Look at the output. How does it compare to the DRB10401.mat scoring matrix?

Note, the solution you get might differ (even dramatically) from the solution shown above. This is due to the randomness in the search "order" of the Gibbs sample imposed by different computers used to make the calculation. The solution above was found on the CBS interaction server. If you run on MACOS your solution could be more similar to DRB10401.mat (MACOS)

You can alter the search order, by specifying a new seed for the random number generator using the -s option of the gibbs_sampler, i.e

gibbs_sampler -s 135 DRB10401.lig > DRB10401.mat_newseed

Doing this you will see that the solution comes out rather different, and might even have a better fitness score ("Final Kullbach Leibler distance sum").

You can make a sequence logo visualization of the predicted binding motif from the identified binding cores using the Seq2Logo server. Here you simply copy the PSSM predicted by the Gibbs sampler to the Seq2Logo server. Note, you have pass the complete PSSM including the first line defining the amino acid order to the Seq2Logo server. Look at the predicted binding motif. Does it have the expected characteristics (a dominant hydrophobic P1 anchor for example)?


Now go back to the src directory and open the file cl2pred.c. Spend some time to make sure you understand the structure of the program. Fill in the missing code (XXXXXX), and compile the program

make cl2pred

When the compilation is successful copy the program to the binary directory

cp cl2pred ../bin/

Now go to the Gibbs directory, and evaluate the predictive performance of the first PSSM. To do this you shall use the evaluation file DRB10401.eval. This file contain peptides with measured binding affinity to the DRB10401 MHC molecule. The format of the file is

PRYVKQNTLKLATGM 0.340972 1249.549551
YLQMNSLRAEDTAVY 0.919907 2.378782
ESSFVMMSAPPAEYK 0.375605 859.040473
FVMMSAPPAEYKLQQ 0.412954 573.469869
SFVMMSAPPAEYKLQ 0.415043 560.653628
GKWYLKAMTADQEVPE 0.769569 12.100058
where the first column is the peptide, the second column the log-transformed binding affinity (1-log(IC50)/log(50000)), and the last column in the IC50 binding affinity.
cl2pred -mat DRB10401.mat DRB10401.eval | more

You can now evaluate the predictive performance (in terms of the Pearsons correlation) of the Gibbs sampler on the evaluation set.

cl2pred -mat DRB10401.mat DRB10401.eval | grep -v "#" | gawk '{print $4,$6}' | xycorr

Next, do a Gibbs sampling where you include sequence weighting and compare the performance of this matrix to the one above

gibbs_sampler -sw DRB10401.lig > DRB10401.mat_sw
cl2pred -mat DRB10401.mat_sw DRB10401.eval | grep -v "#" | gawk '{print $4,$6}' | xycorr

You can try different values of the weight of low-count (-wlc), and see how this impacts the predictive performance.

Next include the -p1a option together with sequence weighting. How does this improve the predictive performance?

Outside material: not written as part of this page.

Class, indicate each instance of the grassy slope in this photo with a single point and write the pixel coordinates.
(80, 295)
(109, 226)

Make a sequence logo of the biding motif identified using both sequence weighting and -p1a bias as described above. Does this logo to a higher degree match to the expected binding motif of the MHC class II molecule (hydrophobic P1 anchor and auxiliary anchors at (P4), P6 and P9)?

Finally if you have more time you can play with the -w option of the cl2pred program to place different weights on the different positions in the binding core. Can you find a set of weights that improve the predictive performance?

Now you are done. Remember to upload both the gibbs_sampler.c and the cl2pred.c programs via CampusNet.